Le 23 décembre, il vint avec une demi-douzaine de camarades s’embusquer dans un bois de sapins, attenant à la métairie de Kerblay, dépendant du manoir de Kernavallo. Cachée en cet endroit, la petite bande attendit la nuit. Elle savait Becdelièvre et Laisné partis en excursion depuis le matin, et voulait les enlever au passage quand ils rentreraient. Au déclin du jour, elle les vit approcher.
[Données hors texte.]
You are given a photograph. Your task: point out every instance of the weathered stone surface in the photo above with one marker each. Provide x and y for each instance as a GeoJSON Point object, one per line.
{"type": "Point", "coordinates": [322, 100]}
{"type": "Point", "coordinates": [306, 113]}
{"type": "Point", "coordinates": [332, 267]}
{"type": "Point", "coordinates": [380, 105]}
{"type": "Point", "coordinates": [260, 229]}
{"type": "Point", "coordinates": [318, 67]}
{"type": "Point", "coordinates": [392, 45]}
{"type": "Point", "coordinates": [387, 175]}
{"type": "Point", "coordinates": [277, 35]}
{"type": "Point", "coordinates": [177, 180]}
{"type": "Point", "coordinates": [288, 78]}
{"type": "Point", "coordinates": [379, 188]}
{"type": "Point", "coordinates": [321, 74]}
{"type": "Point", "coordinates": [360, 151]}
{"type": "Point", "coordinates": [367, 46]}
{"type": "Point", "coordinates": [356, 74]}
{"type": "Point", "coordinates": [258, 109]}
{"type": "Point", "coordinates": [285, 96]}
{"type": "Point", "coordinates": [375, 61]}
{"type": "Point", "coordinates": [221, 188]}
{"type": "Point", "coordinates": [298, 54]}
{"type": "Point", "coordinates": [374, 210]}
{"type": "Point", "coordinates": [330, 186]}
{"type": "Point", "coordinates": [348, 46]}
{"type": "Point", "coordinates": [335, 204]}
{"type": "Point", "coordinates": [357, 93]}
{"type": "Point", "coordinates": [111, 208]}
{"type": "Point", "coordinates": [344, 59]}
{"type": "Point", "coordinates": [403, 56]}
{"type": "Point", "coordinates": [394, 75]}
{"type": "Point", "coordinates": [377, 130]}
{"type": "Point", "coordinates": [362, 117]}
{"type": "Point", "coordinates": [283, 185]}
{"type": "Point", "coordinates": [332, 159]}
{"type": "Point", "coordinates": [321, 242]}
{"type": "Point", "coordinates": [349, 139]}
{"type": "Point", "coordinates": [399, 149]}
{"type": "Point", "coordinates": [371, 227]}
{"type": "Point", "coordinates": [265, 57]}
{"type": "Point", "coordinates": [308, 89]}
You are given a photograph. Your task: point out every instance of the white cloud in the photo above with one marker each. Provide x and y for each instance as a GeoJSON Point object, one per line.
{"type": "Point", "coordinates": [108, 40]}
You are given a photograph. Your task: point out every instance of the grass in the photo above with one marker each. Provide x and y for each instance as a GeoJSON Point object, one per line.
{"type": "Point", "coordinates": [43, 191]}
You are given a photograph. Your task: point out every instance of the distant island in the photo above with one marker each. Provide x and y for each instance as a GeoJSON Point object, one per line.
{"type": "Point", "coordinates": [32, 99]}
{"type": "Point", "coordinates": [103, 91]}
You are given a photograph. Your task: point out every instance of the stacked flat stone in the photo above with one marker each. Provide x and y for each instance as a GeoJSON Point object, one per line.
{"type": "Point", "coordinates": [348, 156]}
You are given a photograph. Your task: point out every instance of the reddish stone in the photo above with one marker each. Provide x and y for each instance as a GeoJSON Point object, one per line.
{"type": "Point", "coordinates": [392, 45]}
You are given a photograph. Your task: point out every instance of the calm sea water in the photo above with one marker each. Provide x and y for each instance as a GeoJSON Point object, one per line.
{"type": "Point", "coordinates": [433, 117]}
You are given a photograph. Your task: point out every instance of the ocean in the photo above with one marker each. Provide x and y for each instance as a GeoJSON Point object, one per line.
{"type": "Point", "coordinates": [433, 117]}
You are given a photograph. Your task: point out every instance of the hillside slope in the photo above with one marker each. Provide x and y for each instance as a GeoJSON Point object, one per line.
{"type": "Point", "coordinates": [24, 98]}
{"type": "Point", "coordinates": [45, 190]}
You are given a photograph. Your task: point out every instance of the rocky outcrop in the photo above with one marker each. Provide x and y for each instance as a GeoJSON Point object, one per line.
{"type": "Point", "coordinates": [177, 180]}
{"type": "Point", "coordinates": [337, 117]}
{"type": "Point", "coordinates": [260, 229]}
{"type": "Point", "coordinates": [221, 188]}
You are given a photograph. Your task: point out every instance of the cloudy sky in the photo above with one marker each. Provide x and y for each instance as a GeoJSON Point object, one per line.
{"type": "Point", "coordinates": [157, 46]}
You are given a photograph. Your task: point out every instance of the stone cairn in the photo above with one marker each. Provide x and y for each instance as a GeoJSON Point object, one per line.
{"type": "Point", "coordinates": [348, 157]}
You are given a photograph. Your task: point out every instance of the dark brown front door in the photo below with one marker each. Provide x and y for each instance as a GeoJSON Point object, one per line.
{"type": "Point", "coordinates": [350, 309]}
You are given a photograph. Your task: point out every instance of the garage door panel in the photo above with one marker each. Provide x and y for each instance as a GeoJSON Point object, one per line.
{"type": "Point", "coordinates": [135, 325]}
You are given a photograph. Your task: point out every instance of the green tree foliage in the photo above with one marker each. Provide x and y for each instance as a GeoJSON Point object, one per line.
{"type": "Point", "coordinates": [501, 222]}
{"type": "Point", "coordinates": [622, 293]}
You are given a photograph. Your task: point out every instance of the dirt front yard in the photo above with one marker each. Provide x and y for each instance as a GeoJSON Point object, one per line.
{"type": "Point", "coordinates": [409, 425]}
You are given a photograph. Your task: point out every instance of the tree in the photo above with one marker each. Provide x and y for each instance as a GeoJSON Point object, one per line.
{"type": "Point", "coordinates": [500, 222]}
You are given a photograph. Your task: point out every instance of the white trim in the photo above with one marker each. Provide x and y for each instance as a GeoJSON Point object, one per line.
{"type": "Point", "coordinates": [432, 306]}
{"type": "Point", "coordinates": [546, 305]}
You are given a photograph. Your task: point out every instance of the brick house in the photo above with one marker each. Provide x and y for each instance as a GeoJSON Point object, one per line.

Mais ils n’étaient pas seuls. Avec eux se trouvaient diverses personnes habitant le château et un guide du pays, Julien Mehé. Ce dernier, qui marchait en avant, entendit Duchemin et ses compagnons courir dans le bois. – Qui vive ? s’écria-t-il.

Ils ne répondirent pas, et disparurent. Mais, vers sept heures, ils vinrent frapper à la porte du manoir. Le jardinier Julien Houssaye accourut à leur appel, et, mal impressionné par leurs allures menaçantes et les armes qu’ils portaient, il leur demanda, sans ouvrir, ce qu’ils voulaient. Ils nommèrent Becdelièvre et Laisné, qui, prévenus aussitôt, accoururent, suivis des habitants du château, faits depuis longtemps aux habitudes des chouans, et accoutumés à les redouter.

Becdelièvre était en sabots et sans chapeau.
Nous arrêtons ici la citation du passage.